Блэк подъехала к дому, припарковалась и зашла внутрь, все еще рыдая. Еще один печальный момент заключался в том, что если она полностью забросит работу, то ее жизнь станет совершенно пустой. Ее будущий муж был убит, бывший муж, с которым она поддерживала неплохие отношения, также погиб. Единственный человек из ее прошлого, ее дочь, не хотела иметь с ней ничего общего.

«И вместо того, чтобы исправить все, что ты сделала? – спрашивала Блэк себя. Внутренний голос прозвучал так, будто с ней говорил Рамирес, лишь еще больше указывая на то, что вокруг нее ломалось все. – Ты уехала из города, спрятавшись в каком-то лесу. Вместо того чтобы встретиться с болью и перевернутой жизнью лицом к лицу, ты сбежала и потратила несколько дней, напиваясь, чтобы уйти от реальности. И что теперь? Снова бежать? Или может ты попытаешься исправить положение?»

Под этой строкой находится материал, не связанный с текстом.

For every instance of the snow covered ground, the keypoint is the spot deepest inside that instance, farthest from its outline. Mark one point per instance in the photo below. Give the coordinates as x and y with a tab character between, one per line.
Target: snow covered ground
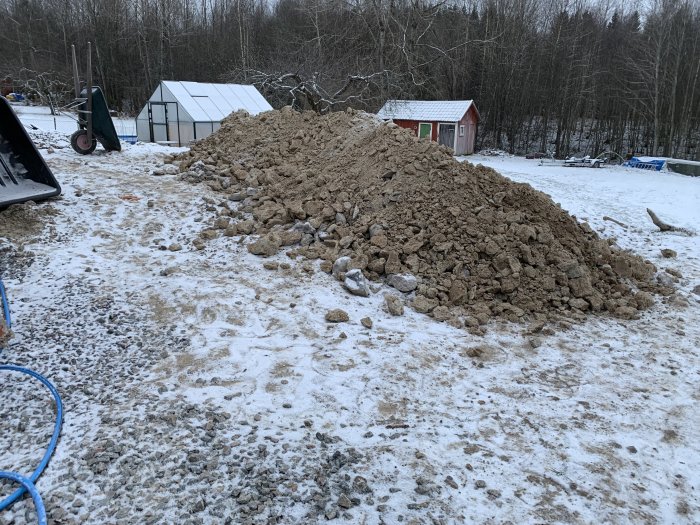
202	387
41	117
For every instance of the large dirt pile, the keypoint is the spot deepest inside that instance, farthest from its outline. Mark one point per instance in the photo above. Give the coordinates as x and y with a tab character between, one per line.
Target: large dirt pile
478	244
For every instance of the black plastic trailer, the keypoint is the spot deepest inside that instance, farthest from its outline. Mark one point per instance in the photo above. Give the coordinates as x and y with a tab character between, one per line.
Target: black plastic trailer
24	175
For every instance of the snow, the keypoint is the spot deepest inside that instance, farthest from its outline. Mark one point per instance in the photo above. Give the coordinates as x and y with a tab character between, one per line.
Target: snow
40	117
593	423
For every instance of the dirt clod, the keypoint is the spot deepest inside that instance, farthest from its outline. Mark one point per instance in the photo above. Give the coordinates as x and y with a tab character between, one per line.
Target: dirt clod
373	197
337	316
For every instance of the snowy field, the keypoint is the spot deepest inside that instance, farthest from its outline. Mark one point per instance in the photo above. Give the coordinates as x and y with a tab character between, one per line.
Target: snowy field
65	122
205	386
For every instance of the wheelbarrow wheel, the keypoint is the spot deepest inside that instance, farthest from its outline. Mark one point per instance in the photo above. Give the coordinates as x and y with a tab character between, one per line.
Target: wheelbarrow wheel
80	143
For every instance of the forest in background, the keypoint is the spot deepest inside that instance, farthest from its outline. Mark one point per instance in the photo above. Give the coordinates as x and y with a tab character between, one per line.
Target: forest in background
566	76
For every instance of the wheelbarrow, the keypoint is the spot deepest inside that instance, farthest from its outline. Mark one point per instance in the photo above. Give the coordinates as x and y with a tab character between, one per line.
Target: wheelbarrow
94	122
24	175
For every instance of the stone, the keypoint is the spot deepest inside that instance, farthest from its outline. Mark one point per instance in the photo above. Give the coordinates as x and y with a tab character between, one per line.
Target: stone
393	304
644	300
441	313
289	238
356	284
393	264
626	312
457	292
265	246
424	305
403	282
340	266
337	316
581	287
579	304
245	227
344	502
304	227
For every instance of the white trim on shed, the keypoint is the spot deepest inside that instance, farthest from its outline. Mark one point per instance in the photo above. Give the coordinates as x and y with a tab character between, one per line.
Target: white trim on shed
434	110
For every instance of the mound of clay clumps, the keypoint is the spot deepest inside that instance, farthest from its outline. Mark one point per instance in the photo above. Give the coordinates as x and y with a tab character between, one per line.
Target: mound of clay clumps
465	242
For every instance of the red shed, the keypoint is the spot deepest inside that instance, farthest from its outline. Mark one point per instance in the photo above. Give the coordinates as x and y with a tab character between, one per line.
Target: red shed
449	122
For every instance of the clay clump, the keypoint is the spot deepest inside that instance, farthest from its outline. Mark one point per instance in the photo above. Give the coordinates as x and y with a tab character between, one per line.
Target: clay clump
463	243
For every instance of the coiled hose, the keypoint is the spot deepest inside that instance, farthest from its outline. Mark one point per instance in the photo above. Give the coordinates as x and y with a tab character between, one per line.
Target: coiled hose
27	484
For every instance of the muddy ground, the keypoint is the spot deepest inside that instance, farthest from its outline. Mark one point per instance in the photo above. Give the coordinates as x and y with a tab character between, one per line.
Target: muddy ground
206	386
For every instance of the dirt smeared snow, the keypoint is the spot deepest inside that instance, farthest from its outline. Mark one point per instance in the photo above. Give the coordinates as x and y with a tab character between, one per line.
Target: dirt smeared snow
205	385
479	244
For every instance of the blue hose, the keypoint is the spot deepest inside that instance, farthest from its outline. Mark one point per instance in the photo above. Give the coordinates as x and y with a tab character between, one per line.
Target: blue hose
28	486
5	305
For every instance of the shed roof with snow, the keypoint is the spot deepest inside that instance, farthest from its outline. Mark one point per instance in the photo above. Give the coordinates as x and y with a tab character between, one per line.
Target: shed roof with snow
426	110
179	112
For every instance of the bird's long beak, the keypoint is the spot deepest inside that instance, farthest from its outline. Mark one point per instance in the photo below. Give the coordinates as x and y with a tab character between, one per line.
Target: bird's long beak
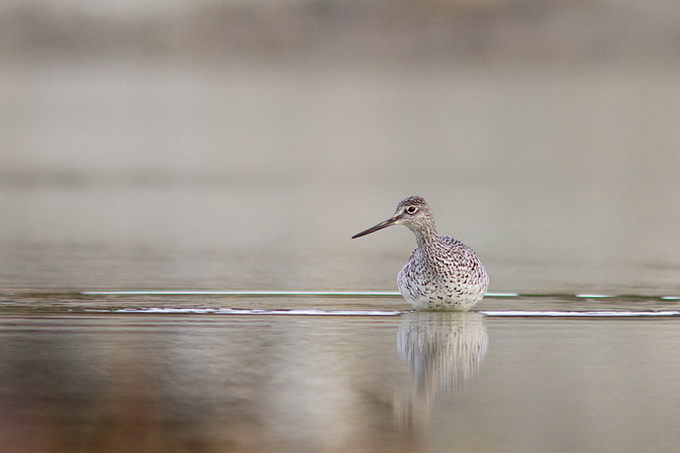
380	226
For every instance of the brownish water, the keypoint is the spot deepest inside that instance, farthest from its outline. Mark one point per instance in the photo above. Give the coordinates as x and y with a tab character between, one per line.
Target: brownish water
133	174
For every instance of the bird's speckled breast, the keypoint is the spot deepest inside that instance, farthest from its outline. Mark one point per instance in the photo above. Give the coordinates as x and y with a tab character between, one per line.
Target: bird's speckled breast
446	275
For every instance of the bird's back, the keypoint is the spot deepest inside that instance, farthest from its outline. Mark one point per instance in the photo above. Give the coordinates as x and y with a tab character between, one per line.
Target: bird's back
444	274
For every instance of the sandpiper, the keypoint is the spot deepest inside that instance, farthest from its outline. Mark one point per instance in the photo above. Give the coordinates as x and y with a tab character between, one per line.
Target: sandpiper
442	273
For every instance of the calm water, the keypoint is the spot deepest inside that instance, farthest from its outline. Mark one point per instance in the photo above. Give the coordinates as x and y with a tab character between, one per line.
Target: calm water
412	382
152	174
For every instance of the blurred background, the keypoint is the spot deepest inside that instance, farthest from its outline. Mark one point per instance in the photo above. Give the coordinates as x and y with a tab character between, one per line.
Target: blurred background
231	144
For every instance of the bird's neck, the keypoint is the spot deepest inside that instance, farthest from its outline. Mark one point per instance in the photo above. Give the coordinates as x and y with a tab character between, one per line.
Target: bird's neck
427	237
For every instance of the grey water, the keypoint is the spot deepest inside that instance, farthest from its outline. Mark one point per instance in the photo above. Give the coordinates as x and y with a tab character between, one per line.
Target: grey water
177	274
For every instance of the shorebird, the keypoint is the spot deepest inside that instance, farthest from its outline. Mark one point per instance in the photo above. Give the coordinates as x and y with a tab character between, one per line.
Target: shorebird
442	273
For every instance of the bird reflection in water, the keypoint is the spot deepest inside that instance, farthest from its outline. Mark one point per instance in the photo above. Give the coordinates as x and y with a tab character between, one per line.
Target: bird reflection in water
444	351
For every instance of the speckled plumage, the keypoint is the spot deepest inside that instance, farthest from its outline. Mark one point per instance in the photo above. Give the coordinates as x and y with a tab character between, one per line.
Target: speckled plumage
442	273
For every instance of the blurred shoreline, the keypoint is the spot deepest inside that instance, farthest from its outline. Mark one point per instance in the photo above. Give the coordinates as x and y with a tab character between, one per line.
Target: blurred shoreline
521	32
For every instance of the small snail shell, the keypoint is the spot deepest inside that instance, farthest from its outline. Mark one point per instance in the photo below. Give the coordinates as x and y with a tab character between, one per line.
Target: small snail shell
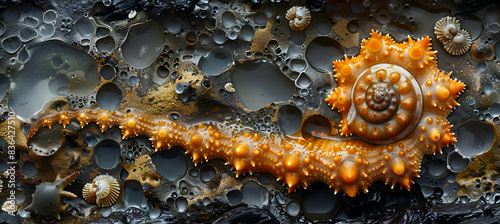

Тем не менее, вернувшись в домик, Эйвери ощутила себя гораздо спокойнее, нежели стоя на пороге квартиры Роуз. Казалось, это уменьшило боль, которую она испытала, когда дочь захлопнула дверь перед ее лицом. Да, это заставило ее ощутить себя трусихой, но она просто не понимала, как еще ей справиться с этим.

«Она права, – думала Эйвери. – Я проклята. За последние несколько лет я не сделала для нее ничего хорошего, зато много раз усложняла ей жизнь. Все началось, когда я поставила карьеру выше ее отца, и лишь ухудшилось, когда, как бы я ни старалась изменить это, работа стала выше ее тоже. И вот результат – мы снова в ссоре, даже с учетом того, что карьеры больше нет.

И все потому, что она считает меня причиной убийства ее отца.

Нельзя сказать, что она полностью неправа».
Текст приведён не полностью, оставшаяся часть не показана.